The still sweltering sun’s kitty-corner to the late afternoon moon—similar to yesterday, but we didn’t go inside then either. Gravel crunches under the weight of a wheeling propane tank behind the brittle fence; little shuffles treading alongside it. There’s chatter, glasses clinking through a screen door, and a white folding table aggressively flipping and clipping into place. We listen to its prongs scuttle and then a grill igniting shortly after. 

Standing in our dying grass, setting my paper plate down as I offer to smear her white from top to bottom. But she tells me it was chunky—cottage cheese-y. 

She finagled a mealy group of noodles into a skeletal chaise; two cup the nape of her neck and coddle her shoulder blades while another bears the brunt of it all—sinking beneath her crossed ankles. Wincing, she searches—unrelentingly—for the sweet spot. Her armpits are being rubbed tender. Flecks of foam flake off; sprinkling the slightly sloshing water like dead ants after a spray. Some get caught in her spatchcocked hair, some near the barren jacuzzi. 
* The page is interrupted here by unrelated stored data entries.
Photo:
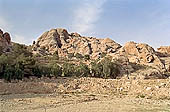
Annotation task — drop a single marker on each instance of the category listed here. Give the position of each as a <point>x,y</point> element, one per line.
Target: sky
<point>142,21</point>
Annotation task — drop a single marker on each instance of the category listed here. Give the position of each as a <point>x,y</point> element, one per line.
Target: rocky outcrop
<point>5,41</point>
<point>66,44</point>
<point>142,54</point>
<point>60,41</point>
<point>164,50</point>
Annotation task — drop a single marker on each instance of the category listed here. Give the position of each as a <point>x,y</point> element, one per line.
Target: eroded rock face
<point>164,49</point>
<point>59,40</point>
<point>142,54</point>
<point>5,41</point>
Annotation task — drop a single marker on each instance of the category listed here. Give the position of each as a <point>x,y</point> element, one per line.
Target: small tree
<point>56,70</point>
<point>82,70</point>
<point>68,69</point>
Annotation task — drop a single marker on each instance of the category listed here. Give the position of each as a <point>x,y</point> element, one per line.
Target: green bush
<point>96,69</point>
<point>87,57</point>
<point>82,70</point>
<point>78,55</point>
<point>68,70</point>
<point>18,49</point>
<point>9,73</point>
<point>105,69</point>
<point>56,70</point>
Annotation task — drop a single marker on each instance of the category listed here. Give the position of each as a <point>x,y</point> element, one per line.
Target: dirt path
<point>85,95</point>
<point>80,103</point>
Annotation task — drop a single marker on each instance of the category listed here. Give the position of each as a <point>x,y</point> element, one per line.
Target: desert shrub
<point>105,69</point>
<point>55,56</point>
<point>70,55</point>
<point>56,70</point>
<point>8,73</point>
<point>96,69</point>
<point>78,55</point>
<point>86,57</point>
<point>103,55</point>
<point>68,70</point>
<point>110,69</point>
<point>18,49</point>
<point>82,70</point>
<point>1,50</point>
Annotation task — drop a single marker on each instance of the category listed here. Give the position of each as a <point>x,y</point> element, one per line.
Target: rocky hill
<point>5,41</point>
<point>60,41</point>
<point>64,44</point>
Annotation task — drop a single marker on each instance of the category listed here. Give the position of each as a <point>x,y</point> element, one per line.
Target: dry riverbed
<point>85,95</point>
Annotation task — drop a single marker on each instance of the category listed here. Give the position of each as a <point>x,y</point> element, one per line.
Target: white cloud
<point>20,39</point>
<point>87,15</point>
<point>7,27</point>
<point>4,25</point>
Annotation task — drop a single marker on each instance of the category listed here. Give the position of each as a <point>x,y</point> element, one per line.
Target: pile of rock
<point>142,54</point>
<point>64,43</point>
<point>5,41</point>
<point>60,41</point>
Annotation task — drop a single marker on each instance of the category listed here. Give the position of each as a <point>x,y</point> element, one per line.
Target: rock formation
<point>142,54</point>
<point>5,41</point>
<point>164,50</point>
<point>59,40</point>
<point>64,43</point>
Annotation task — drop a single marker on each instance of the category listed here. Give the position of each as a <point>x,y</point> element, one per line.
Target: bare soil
<point>85,95</point>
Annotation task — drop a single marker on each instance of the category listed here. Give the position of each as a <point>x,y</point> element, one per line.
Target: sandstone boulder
<point>64,43</point>
<point>142,54</point>
<point>164,50</point>
<point>5,41</point>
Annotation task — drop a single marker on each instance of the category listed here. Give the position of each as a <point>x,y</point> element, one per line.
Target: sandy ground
<point>85,95</point>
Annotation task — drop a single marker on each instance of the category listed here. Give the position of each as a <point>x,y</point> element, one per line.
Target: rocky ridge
<point>63,43</point>
<point>5,41</point>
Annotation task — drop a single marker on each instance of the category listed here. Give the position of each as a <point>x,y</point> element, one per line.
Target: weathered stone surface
<point>142,54</point>
<point>164,49</point>
<point>5,41</point>
<point>63,42</point>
Lounging, playing her mirror—though my supports far less potent, dull even—I scope between my toes to pity hers and her thickly cracked calluses. They’re encrusted in asphalt as if she’d eternally misplaced her shoes. Her plush skin’s discoloring around the open slots of her nylon bathing suit—the one she’d bought on a whim, the one that’s hiding her full bladder, the one she’ll incontestably drape over and let drip from the curtain rod tonight. Little beads of sweat caviar hang in her arms incoming buds. 
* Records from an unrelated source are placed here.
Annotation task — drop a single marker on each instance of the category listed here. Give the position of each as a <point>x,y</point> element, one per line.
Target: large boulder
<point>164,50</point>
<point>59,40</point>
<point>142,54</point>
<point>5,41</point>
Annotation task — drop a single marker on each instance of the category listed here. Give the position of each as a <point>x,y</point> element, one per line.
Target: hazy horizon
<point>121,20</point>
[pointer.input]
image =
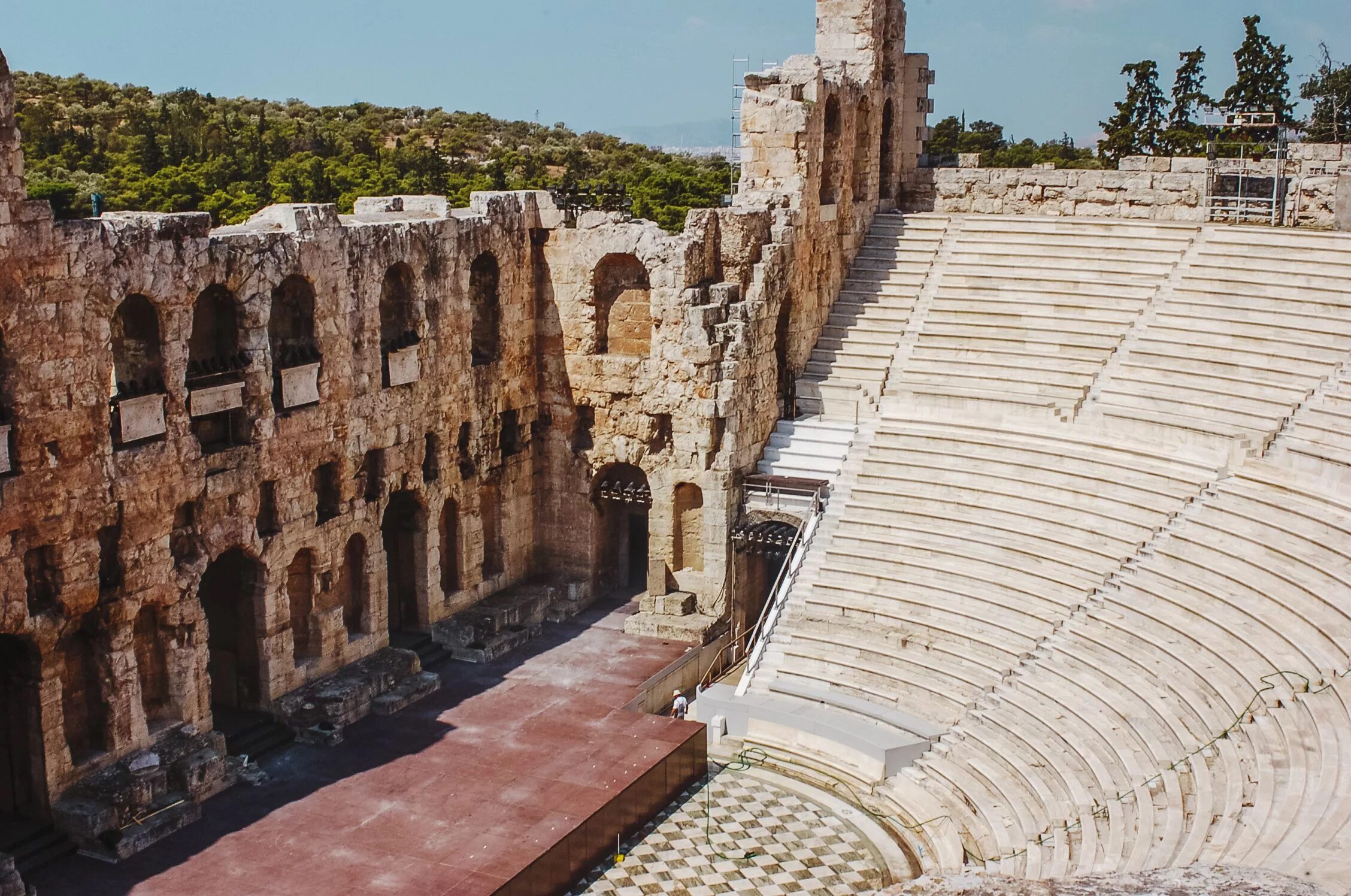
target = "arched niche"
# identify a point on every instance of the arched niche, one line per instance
(831, 153)
(404, 531)
(399, 319)
(22, 756)
(292, 344)
(215, 372)
(137, 393)
(864, 160)
(230, 594)
(84, 707)
(622, 296)
(300, 603)
(355, 588)
(889, 171)
(623, 502)
(688, 547)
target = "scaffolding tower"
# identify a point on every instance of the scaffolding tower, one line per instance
(1247, 188)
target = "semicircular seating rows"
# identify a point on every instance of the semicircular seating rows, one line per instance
(1128, 617)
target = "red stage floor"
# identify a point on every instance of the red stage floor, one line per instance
(455, 797)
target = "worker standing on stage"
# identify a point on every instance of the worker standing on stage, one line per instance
(680, 706)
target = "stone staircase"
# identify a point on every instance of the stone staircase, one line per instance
(847, 371)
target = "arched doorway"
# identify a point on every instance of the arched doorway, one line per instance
(889, 172)
(83, 704)
(622, 293)
(229, 595)
(862, 152)
(762, 549)
(352, 587)
(403, 535)
(831, 155)
(486, 310)
(625, 501)
(20, 729)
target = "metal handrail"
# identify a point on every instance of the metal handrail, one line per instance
(779, 594)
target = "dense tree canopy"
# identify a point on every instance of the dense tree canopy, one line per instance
(1264, 83)
(1330, 90)
(1138, 125)
(192, 152)
(1184, 135)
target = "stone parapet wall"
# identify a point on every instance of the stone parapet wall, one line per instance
(1150, 188)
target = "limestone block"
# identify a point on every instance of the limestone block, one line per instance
(1189, 165)
(404, 365)
(141, 418)
(296, 218)
(300, 386)
(217, 399)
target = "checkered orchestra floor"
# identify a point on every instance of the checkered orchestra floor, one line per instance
(799, 847)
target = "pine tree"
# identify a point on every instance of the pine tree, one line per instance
(1330, 88)
(1264, 84)
(1138, 125)
(1185, 137)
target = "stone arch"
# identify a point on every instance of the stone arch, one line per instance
(889, 173)
(22, 756)
(137, 360)
(623, 502)
(214, 344)
(300, 602)
(622, 295)
(486, 310)
(450, 552)
(217, 362)
(862, 150)
(831, 153)
(292, 344)
(355, 588)
(404, 531)
(688, 549)
(491, 514)
(83, 706)
(230, 594)
(152, 668)
(398, 307)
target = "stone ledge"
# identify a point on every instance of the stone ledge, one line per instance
(319, 712)
(118, 811)
(695, 629)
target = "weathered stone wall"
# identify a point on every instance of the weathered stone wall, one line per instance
(59, 288)
(437, 408)
(1143, 187)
I teased her a bit; saying how she’s going to turn into the membrane of a tangerine, how she’ll peel, and how I’ll twiddle her snakeskin until it disintegrates. But it’s moot. Her stubbornness is to be adored.

She should’ve gone to war. All too simply could she have withstood the most brutal waterboardings. Cinch her down, wrench a towel over her face—let her nooks and crannies flourish—then pour; gallon after gallon, and she’d be fine. No gasp. No whimper.

The rippling water entrances me as she continues wiggling. I watch it marble and listen to the party revving up next door. 

Content and gooey; I pluck and pry at the clotted sunscreen braided in my chest hair.